ここから始まる物語に期待感と高揚感を抱かずにいられない。
初見の時、オープニング映像とも相まって、カッコ良すぎて気絶しそうになった。
Leah のイングリッシュ演歌も、calling と比較して極まっているのが分かる。
Aメロ・Bメロと、ある種詩吟のような節回しから、サビに突入してから一気に演歌のごとき歌い上げ…!!
天城越えにも匹敵する力強さ。
Leahの最後にして最高傑作と呼べる曲だ。
*
まず『すばらしきこのせかい』と『東のエデン』は作品としての完成度は素晴らしく、評価も人気もとても高い。未見の人はどちらも体験して欲しいと作品だ。
しかしこの二つを語る時に、Leah という名前が登場することはない。二つとも挿入歌という性質上、なかなかアーティスト自身の名前を目にすることが少ないからだろう。

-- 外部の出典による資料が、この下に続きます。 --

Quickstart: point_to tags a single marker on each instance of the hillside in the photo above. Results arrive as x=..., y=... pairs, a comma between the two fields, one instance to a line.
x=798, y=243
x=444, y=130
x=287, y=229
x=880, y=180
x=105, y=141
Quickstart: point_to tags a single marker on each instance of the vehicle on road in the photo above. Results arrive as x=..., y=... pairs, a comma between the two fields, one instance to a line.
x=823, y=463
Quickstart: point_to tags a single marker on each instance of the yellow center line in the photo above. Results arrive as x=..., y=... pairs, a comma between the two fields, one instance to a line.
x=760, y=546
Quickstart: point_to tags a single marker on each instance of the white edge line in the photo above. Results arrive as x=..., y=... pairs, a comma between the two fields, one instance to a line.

もしかしたら両方を知っていながら、Leah という名前が繋がっていない人もいるかもしれない。
だがLeah が登場したとき、現在くらいSNSが普及していれば、また歴史は違っただろう。
だからこそ次の一曲をどうしても渇望してしまう。
2007年のcallingと2009年のinvisible
このたった2曲で、表現の幅広さと歌唱力の進化をLeah は見せつける。
いま新たに楽曲を発表した時、一体どんなことになっているのか楽しみで仕方ない。
いつかLeah が復活して、彼女がゴーストから伝説へと生まれ変わる日を待ちわびてしまう。